Subscribe

RSS Feed (xml)

Powered By

Skin Design:
Free Blogger Skins

Powered by Blogger

Monday, November 7, 2011

Idul Adha dan Kerelaan Berkurban

Oleh : H Munawar M. Saad
Idul Adha juga disebut idul kurban. Mengapa disebut ibadah qurban, karena pada hari Idul Adha bagi umat Islam yang mampu diwajibkan menyembelih hewan kurban. Daging hewan kurban dibagikan kepada fakir miskin dengan harapan mereka pun turut menikmati lezatnya daging hewan yang barangkali jarang mereka jumpai pada hari-hari biasa. Perintah menyembelih hewan kurban merupakan simbol kepedulian sosial di tengah kehidupan bermasyarakat.

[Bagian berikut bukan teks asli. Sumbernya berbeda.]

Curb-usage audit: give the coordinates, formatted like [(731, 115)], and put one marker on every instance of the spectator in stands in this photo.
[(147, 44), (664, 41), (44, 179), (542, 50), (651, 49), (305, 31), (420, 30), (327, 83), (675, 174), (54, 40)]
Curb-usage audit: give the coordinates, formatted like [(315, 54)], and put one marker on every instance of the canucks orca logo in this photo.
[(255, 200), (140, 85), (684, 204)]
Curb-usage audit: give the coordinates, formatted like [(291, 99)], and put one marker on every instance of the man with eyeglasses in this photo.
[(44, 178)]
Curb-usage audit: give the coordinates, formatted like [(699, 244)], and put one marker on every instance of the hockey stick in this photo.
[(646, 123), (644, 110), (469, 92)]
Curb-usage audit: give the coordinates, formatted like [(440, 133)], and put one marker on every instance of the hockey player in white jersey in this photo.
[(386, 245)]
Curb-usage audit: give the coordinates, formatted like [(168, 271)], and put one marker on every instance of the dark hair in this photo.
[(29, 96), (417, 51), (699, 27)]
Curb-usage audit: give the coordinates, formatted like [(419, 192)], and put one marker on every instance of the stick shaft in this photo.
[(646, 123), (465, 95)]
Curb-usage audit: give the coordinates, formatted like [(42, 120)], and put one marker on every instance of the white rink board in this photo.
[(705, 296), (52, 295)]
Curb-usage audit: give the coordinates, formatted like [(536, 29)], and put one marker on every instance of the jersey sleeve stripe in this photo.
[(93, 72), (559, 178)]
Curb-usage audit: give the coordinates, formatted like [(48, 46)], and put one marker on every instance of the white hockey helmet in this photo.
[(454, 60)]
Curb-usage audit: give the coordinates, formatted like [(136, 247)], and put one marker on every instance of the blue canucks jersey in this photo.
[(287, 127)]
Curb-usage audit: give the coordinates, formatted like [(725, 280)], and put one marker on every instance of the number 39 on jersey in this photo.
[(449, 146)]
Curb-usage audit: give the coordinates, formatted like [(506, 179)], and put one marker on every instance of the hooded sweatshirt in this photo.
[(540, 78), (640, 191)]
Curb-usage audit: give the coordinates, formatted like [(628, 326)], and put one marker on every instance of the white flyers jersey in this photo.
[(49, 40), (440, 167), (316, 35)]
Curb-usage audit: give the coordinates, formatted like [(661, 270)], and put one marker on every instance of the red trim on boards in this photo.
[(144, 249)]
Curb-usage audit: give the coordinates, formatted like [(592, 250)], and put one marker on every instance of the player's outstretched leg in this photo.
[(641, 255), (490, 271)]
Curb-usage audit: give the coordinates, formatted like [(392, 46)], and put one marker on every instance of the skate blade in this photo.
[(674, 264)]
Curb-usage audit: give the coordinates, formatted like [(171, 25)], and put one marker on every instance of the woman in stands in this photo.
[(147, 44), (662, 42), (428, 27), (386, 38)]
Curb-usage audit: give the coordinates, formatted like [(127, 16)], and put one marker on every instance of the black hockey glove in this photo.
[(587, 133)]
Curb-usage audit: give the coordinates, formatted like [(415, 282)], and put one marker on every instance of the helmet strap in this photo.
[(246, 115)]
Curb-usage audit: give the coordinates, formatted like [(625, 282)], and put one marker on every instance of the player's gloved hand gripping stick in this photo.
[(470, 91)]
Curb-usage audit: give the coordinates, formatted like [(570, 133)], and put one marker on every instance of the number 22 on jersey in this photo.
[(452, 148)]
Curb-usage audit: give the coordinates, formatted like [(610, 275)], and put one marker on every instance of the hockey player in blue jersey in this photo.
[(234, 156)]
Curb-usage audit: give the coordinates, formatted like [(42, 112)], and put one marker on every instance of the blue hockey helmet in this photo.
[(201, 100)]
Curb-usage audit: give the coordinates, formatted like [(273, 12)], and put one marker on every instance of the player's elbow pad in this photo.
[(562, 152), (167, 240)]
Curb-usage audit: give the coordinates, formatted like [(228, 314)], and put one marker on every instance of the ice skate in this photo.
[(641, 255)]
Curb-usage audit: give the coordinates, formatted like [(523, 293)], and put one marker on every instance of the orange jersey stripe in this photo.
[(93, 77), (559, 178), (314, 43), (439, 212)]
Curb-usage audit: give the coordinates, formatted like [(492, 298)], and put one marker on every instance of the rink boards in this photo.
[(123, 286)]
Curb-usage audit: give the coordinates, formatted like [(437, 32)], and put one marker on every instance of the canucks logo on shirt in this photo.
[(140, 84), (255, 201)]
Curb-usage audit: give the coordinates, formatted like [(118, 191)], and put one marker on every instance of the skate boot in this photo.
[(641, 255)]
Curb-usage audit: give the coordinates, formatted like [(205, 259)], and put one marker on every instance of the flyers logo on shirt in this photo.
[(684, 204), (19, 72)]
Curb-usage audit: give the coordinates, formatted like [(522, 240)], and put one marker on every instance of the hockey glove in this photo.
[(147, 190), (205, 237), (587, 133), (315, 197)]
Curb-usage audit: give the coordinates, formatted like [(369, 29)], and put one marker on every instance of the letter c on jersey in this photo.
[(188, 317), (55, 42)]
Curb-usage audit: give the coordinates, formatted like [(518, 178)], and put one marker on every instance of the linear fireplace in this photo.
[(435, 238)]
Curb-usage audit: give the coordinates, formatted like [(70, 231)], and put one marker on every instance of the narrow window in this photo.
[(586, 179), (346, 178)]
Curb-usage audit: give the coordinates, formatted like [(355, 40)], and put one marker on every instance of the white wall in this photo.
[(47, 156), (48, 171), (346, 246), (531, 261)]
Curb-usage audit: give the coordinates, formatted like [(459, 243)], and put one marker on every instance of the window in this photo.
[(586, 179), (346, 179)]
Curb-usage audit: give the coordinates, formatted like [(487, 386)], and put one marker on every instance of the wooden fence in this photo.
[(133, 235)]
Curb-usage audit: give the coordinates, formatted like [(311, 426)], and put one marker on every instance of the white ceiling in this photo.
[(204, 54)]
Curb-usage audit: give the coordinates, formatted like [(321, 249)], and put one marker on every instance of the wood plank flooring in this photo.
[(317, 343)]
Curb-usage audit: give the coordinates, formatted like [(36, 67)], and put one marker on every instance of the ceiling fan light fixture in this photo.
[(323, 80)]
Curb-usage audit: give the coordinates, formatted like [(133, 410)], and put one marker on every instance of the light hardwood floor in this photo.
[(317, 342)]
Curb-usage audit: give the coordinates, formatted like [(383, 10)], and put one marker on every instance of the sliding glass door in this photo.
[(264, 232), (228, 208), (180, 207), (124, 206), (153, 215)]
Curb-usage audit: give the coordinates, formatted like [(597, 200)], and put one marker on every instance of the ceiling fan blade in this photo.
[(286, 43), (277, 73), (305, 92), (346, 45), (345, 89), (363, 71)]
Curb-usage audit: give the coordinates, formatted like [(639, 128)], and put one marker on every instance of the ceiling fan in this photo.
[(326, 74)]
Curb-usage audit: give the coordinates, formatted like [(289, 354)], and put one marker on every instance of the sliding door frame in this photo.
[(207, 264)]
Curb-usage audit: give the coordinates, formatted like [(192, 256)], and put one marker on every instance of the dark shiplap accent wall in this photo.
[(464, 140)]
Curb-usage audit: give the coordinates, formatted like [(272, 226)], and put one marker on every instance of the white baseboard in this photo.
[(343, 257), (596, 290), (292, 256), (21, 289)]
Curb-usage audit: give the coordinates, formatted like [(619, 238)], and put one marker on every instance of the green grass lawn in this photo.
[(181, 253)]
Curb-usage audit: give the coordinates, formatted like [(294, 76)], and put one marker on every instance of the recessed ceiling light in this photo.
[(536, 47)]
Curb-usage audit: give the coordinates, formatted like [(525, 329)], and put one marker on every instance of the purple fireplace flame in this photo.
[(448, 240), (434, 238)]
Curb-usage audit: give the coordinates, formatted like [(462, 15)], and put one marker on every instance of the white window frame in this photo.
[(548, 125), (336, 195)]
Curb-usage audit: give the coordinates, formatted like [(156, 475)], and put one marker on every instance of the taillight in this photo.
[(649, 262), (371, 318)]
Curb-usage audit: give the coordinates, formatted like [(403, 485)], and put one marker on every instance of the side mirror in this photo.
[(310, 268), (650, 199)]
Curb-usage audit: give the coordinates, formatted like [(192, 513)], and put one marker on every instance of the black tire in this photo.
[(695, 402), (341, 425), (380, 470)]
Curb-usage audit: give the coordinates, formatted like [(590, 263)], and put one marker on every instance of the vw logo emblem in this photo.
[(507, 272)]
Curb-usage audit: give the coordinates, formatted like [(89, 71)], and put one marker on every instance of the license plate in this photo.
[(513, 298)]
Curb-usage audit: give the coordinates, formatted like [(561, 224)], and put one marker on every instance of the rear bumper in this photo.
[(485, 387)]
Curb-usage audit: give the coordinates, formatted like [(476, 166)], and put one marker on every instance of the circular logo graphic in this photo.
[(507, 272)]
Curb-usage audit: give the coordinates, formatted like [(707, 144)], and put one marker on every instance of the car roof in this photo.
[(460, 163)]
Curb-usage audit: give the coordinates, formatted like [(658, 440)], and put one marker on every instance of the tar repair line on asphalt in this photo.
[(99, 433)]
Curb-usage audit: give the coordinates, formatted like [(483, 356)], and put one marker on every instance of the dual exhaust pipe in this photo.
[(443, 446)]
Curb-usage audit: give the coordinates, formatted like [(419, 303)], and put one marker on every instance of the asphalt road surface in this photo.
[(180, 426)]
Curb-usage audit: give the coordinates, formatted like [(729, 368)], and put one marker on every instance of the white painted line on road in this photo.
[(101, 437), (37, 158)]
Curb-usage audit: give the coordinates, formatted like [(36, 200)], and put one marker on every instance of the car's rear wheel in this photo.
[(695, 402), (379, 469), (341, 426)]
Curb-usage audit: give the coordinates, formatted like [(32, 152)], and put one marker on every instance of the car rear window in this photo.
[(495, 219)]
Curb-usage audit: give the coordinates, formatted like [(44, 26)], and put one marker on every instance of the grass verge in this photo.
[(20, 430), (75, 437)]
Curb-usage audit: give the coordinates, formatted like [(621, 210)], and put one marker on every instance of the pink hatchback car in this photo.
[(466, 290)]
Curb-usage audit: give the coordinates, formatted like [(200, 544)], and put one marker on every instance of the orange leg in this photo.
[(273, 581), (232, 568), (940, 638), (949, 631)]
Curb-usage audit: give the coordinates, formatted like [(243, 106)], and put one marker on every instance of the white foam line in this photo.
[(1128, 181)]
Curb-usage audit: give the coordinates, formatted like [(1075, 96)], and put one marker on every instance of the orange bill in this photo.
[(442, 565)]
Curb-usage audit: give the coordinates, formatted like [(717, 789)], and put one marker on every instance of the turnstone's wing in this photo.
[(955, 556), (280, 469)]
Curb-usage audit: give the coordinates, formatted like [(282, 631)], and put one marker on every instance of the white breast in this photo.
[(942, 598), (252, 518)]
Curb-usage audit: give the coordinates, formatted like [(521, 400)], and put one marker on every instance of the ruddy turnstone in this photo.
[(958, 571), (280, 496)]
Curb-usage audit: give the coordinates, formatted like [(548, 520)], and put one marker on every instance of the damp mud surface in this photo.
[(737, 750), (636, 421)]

 Dengan Idul Adha, kita ingin mengembalikan pribadi yang kufur menjadi pribadi yang bersyukur, dari masyarakat yang biadab menjadi beradab, dari masyarakat zalim menjadi masyarakat yang adil. Dalam kesyukuran dan keadilan itu, Insya Allah nilai-nilai kemanusiaan dapat ditegakkan dengan sempurna, sehingga peradaban yang dibangun manusia merupakan berkah dari Allah SWT, dan bukan peradaban yang menghinakan manusia.
 Dalam pelaksanaan ibadah haji (Idul Adha) paling tidak ada empat aspek yang dapat kita ambil pelajaran. Pertama, aspek spiritual. Aspek  inilah yang saat ini sedang tertanam pada diri para jamaah haji yang tanpa ragu dan bimbang rela mengorbankan sebagian kekayaannya untuk menunaikan rukun Islam yang kelima. Mereka rela dan ikhlas meninggalkan keluarga, kampung halaman dan tanah air untuk berangkat ke tanah suci menunaikan perintah dan kewajiban haji. Demi memenuhi undangan dan panggilan Allah, mereka rela berdesak-desakkan diantara jutaan umat Islam melaksanakan semua kewajiban dan sunah haji di tanah suci Mekkah al Mukarramah dan Madinatul Munawarah. Di tengah terik matahari yang panas menyengat, jamaah haji berbondong bondaong dan harus berdesak desakan menunaikan wukuf di Arafah. Wukuf merupakan rukun haji dan puncak seluruh rangkaian ibadah haji. Jika bukan karena iman dan mengharap ridha Allah, mustahil semua rangkaian ibadah haji tersebut mampu dilaksanakan.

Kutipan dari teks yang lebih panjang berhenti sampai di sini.